BMKG mencatat gempa susulan terbesar berkekuatan M 5,2 dan yang terkecil M 1,3. Sebaran gempa susulan masih terkonsentrasi di sekitar wilayah Sausu, Kabupaten Parigi Moutong.
"Meski tren gempa susulan mulai menurun, masyarakat tetap diminta waspada dan menghindari bangunan yang mengalami kerusakan hingga dinyatakan aman," ujar Andi Sembiring.
Diketahui, gempa M 6,7 Palu terjadi pada pukul 11.27 Wita, Selasa (16/6). Episenter gempa bumi terletak pada koordinat 1,03° LS ; 120,24° BT, atau tepatnya berlokasi di darat 42 km tenggara Palu, Sulawesi Tengah pada kedalaman 10 km.
BMKG mengungkap gempa bumi berkekuatan M 6,7 di Kota Palu akibat aktivitas Sesar Sausu. Dia memastikan peristiwa tersebut bukan karena Sesar Palu Koro yang memicu gempa M 7,5 pada 2018 silam.
"Jadi gempa ini akibat aktivitas sesar aktif Sausu di Sulawesi Tengah.
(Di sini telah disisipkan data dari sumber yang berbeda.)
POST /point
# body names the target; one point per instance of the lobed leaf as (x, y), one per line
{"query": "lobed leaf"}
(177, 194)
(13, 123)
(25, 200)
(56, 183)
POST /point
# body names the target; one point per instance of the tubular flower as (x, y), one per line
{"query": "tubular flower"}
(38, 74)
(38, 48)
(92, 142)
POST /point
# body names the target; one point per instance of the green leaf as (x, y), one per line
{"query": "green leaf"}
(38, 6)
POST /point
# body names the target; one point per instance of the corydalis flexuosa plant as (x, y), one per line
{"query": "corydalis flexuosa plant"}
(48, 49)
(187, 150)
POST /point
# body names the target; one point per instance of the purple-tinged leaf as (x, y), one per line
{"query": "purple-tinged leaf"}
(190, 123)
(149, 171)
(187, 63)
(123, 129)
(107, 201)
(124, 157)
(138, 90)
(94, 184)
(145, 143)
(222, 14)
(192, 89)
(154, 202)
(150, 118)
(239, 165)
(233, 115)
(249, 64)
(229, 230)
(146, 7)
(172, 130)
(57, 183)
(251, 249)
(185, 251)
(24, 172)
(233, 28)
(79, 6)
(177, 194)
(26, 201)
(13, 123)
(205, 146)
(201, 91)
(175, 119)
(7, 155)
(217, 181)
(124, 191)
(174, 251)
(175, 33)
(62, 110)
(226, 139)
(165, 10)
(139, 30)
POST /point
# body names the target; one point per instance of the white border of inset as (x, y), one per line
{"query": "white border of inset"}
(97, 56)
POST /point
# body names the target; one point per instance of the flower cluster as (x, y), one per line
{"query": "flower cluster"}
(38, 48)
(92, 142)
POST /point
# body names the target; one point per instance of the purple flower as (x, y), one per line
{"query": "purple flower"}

Jadi ini bukan segmen Palukoro seperti gempa di 2018," kata Kepala BMKG Wijayanto saat konferensi pers yang disiarkan melalui YouTube BMKG, Selasa (16/6).
Wijayanto menjelaskan Kota Palu memiliki cukup banyak sumber gempa atau sesar-sesar aktif. Selain Sausu dan Palu Koro, ada pula Sesar Ampana.
"Sesar-sesar aktif ini biasanya tidak memicu aktivitas sesar di sekitarnya. Jadi misalkan nanti memicu sesar di sekitarnya bukan berarti nanti akan memicu gempa yang lebih besar, tentunya nanti hanya memicu gempa-gempa kecil saja," jelasnya.